Using an exploratory data analysis technique (data visualization) to reveal different patterns or hidden properties of the data. A non-exhaustive but Informative read.
2. Introduction
Exploratory data analysis as the name implies is a technique used for exploring data. EDA is
an iterative process that entails:
1. Generating questions about your data.
2. Searching for answers through visualizations, transformations, and modeling.
3. Using acquired answers to generate new questions.
Most Data scientists consider EDA to be an art because it does not follow a formal process
with strict rules (well I belong to that category 😁). This group of slides, however, is not
exhaustive but covers many important ideas that will help you find the most common
patterns in data using data visualization, and it is a recommended read especially for
beginners.
3. Histogram
Histograms show the distribution of values a
variable takes in a particular set of data.
It’s particularly useful for seeing the shape
of the data distribution patterns in some detail.
4. Box plot
Box plots show the range of values a variable can take.
It’s useful for seeing where most of the data fall,
and to catch outliers.
The red line in the center is the median, the edges
of the box are the 25th and 75th percentiles,
and the lone points by themselves are outliers.
5. Cumulative Distribution Function (CDF)
CFDs show how much of the data is less than a
certain amount. It’s useful for comparing the
data distribution to some reference distribution.
6. Scatter plot
Scatter plots show the relationship between two variables.

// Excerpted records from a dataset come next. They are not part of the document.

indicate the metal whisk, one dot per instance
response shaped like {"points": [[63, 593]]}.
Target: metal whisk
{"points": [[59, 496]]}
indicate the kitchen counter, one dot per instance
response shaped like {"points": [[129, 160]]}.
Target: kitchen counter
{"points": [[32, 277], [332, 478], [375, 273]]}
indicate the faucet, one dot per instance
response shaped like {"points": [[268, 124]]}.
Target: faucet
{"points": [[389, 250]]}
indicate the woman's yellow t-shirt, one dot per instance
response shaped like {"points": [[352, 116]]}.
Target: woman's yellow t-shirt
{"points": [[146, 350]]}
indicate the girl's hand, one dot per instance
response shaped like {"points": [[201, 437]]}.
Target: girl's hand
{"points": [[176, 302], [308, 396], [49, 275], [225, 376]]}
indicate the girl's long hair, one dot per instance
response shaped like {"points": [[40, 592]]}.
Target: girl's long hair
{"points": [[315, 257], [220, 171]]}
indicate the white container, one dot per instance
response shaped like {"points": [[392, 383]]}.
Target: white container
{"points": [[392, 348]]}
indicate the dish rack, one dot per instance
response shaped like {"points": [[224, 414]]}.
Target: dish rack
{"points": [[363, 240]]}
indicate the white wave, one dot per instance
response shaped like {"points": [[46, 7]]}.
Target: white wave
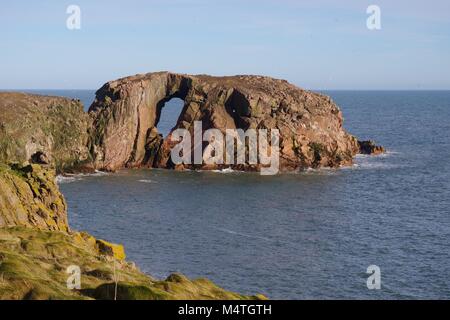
{"points": [[147, 181], [242, 234], [226, 170], [69, 178]]}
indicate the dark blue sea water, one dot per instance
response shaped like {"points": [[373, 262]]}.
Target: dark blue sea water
{"points": [[296, 236]]}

It’s useful when trying to find out what kind of a
relationship exists between variables.
7. Bar plot
Bar plots show comparisons between discrete
Categories. Thus, they are highly useful for exploring
and summarising categorical data.
One axis of the plot shows the specific categories
being compared, and the other axis represents a
measured value.
8. Line graph
Line graphs are useful for visualizing trends over time.
The vertical axis could represent any variable, but
the horizontal axis ordinarily represents a time variable.
The continuous line implies some quantity that
increases sequentially (one that increases over time).